EXAMPLE 2 - Training Using U-Net
[0052] A video containing 100 frames was analyzed using U-Net. The first 30 frames in the video (Elastic Deformation Data Augmentation used, hence total 60 frames for training) were used for training and frames 31 to 100 (70) frames from the video were used for testing. As shown in FIG. 4, testing Performance using R, G, B, wl, score provided better performance than just R, G, B (or) R, G, B, wl, w2, score (or) R,G,B, score. Using the R, G, B, score, provided the following mean IOU values: Final 30 frames: 0.9069 ; Final 70 frames: 0.9297. False positives increase as the frame number increases. Hence, using previous frame information could improve the results. The wl and w2 provide redundant information (as the data samples are correlated to score image) and hence less performance (score =wl/w2). Score image information provides a significant increase in performance of the network when compared to just R, G, B.
[0053] With this technology, multiple objects in a surgical video can be identified and tracked more efficiently based on an automated analysis of videos(s) of a surgical procedure, and a surgical report can be generated, without requiring any input from the surgeon. This technology utilizes videos analysis and a machine learning model, such as a neural network, to advantageously generate a more consistent, objective surgical report automatically and, in the context of surgical procedures, earlier in the process.
[0054] In the above detailed description, reference is made to the accompanying drawings, which form a part hereof. In the drawings, similar symbols typically identify similar components, unless context dictates otherwise. The illustrative embodiments described in the detailed description, drawings, and claims are not meant to be limiting. Other embodiments may be used, and other changes may be made, without departing from the spirit or scope of the subject matter presented herein. It will be readily understood that various features of the present disclosure, as generally described herein, and illustrated in the Figures, can be arranged, substituted, combined, separated, and designed in a wide variety of different configurations, all of which are explicitly contemplated herein.
[0055] The present disclosure is not to be limited in terms of the particular embodiments described in this application, which are intended as illustrations of various features. Many modifications and variations can be made without departing from its spirit and scope, as will be apparent to those skilled in the art. Functionally equivalent methods and apparatuses within the scope of the disclosure, in addition to those enumerated herein, will be apparent to those skilled in the art from the foregoing descriptions. Such modifications and variations are intended to fall within the scope of the appended claims. The present disclosure is to be limited only by the terms of the appended claims, along with the full scope of equivalents to which such claims are entitled. It is to be understood that this disclosure is not limited to particular methods, reagents, compounds, compositions or biological systems, which can, of course, vary. It is also to be understood that the terminology used herein is for the purpose of describing particular embodiments only, and is not intended to be limiting.

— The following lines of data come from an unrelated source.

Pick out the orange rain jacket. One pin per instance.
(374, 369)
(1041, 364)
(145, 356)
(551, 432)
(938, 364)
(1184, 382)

[0056] With respect to the use of substantially any plural and/or singular terms herein, those having skill in the art can translate from the plural to the singular and/or from the singular to the plural as is appropriate to the context and/or application. The various singular/plural permutations may be expressly set forth herein for sake of clarity.
[0057] It will be understood by those within the art that, in general, terms used herein, and especially in the appended claims (for example, bodies of the appended claims) are generally intended as “open” terms (for example, the term “including” should be interpreted as “including but not limited to,” the term “having” should be interpreted as “having at least,” the term “includes” should be interpreted as “includes but is not limited to,” et cetera). While various compositions, methods, and devices are described in terms of “comprising” various components or steps (interpreted as meaning “including, but not limited to”), the compositions, methods, and devices can also “consist essentially of’ or “consist of’ the various components and steps, and such terminology should be interpreted as defining essentially closed-member groups. It will be further understood by those within the art that if a specific number of an introduced claim recitation is intended, such an intent will be explicitly recited in the claim, and in the absence of such recitation no such intent is present.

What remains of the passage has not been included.